An immigration lawyer from the Ministry of Justice was put on indefinite leave on Saturday after questioning the Trump administration’s decision to deport a man from Maryland to Salvador – one day after represented the government in court.
Deputy Prosecutor General Todd Blanche suspended Erez Rebeni, the acting deputy director of the Department’s Immigration Dispute Division, for having “followed a directive of your superiors”, according to a letter sent to Mr. Rebeni and obtained by the New York Times.
Mr. Reundi – who was congratulated as a prosecutor “first -rate” by his superiors in an email announcing his promotion two weeks ago – is the last responsible for the career to be suspended, to dismantle, to transfer or to dismiss for having refused to comply with a directive of the person named by President Trump to take measures that they decrease or not ethical.
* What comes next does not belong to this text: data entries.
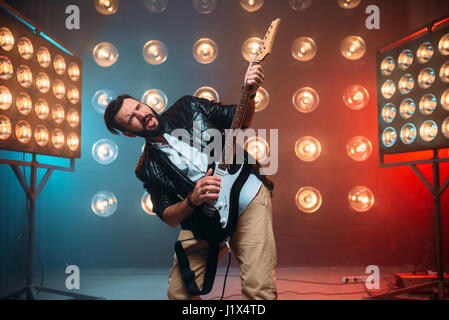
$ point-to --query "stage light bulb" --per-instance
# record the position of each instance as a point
(428, 130)
(73, 141)
(356, 97)
(73, 95)
(5, 98)
(24, 76)
(23, 131)
(207, 93)
(104, 204)
(405, 59)
(107, 7)
(406, 84)
(156, 99)
(23, 103)
(443, 45)
(389, 113)
(74, 72)
(300, 5)
(43, 82)
(251, 5)
(407, 108)
(205, 6)
(445, 100)
(308, 199)
(408, 133)
(306, 100)
(428, 104)
(6, 68)
(5, 127)
(387, 66)
(73, 118)
(304, 49)
(261, 100)
(361, 199)
(444, 72)
(426, 78)
(308, 149)
(58, 89)
(43, 57)
(425, 52)
(388, 89)
(205, 51)
(444, 127)
(6, 39)
(156, 6)
(250, 48)
(147, 204)
(155, 52)
(58, 114)
(41, 109)
(101, 100)
(105, 54)
(348, 4)
(353, 47)
(25, 48)
(41, 135)
(389, 137)
(258, 148)
(104, 151)
(359, 148)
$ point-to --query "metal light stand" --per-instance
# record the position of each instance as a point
(437, 190)
(32, 194)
“In my direction, each lawyer of the Ministry of Justice is required to defend zealously on behalf of the United States,” the prosecutor General Pam Bondi wrote on Saturday in a statement sent to Times. “Any lawyer who does not respect this direction will be faced with consequences.”
On Friday, by a federal judge, Mr. Reveni conceded that the expulsion last month of Kilmar Armando Abrego Garcia, who had an order of the court allowing him to stay in the United States, should never have happened. REVOUVENI also said that he had been frustrated when the case landed on his desk.
REVOUVENI, a veteran respected of 15 years of the immigration division, asked the judge for 24 hours to persuade his “client”, the Trump administration, to start the recovery and repatriation process of Mr. Abrego Garcia.